Sunday, October 5, 2014

Moose kill near Homer by Fish and Game official brings charges

A state wildlife biologist who claims to have gone to extra lengths to find a moose he wounded while hunting near Homer is in trouble now. The Homer News reports 33-year-old Jason Herreman, assistant area management biologist for the Alaska Department of Fish and Game, has been charged with using illegal means to kill a moose and with unlawful possession of game. The charges stem from an Aug. 23 hunt and the Aug. 24 use of an aircraft. Herreman claims he wounded a moose on the Aug. 23 but couldn't find it. He came back the next day to track down the injured animal with help from a spotter in an airplane. It is illegal to use planes to help spot and kill game in Alaska. Related: Swan shooters face wanton waste charges, too Homer woman more than 8 months pregnant bags a moose The law on using them to help recover wounded animals is less clear. Lawyer Myron Angstman from Bethel, who is representing Herreman, called the case unusual. "This is a case of an interpretation of the law ... that needs to be resolved by the court,” he told the Homer newspaper.

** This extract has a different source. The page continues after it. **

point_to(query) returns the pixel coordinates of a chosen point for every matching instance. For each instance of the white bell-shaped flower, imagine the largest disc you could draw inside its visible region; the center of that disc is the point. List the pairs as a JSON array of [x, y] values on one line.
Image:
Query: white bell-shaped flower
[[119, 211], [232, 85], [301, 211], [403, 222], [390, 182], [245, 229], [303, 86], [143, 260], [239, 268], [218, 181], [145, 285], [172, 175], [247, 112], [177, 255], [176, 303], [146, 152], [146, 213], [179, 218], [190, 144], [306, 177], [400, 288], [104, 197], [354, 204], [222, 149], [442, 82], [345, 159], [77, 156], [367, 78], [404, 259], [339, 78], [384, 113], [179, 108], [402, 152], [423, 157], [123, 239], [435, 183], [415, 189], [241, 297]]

The lawyer told the Homer News that state law allows hunters to use any reasonable means to track down and salvage a wounded animal. He added that salvaging an animal using radios and aircraft should be considered against the alternative of not salvaging the animal at all. That could be considered wanton waste, he said. Herreman has pleaded not guilty to the crimes. The illegal possession charges stems from his keeping the moose Alaska Wildlife Troopers believe was taken illegally with help from a spotter in the airplane.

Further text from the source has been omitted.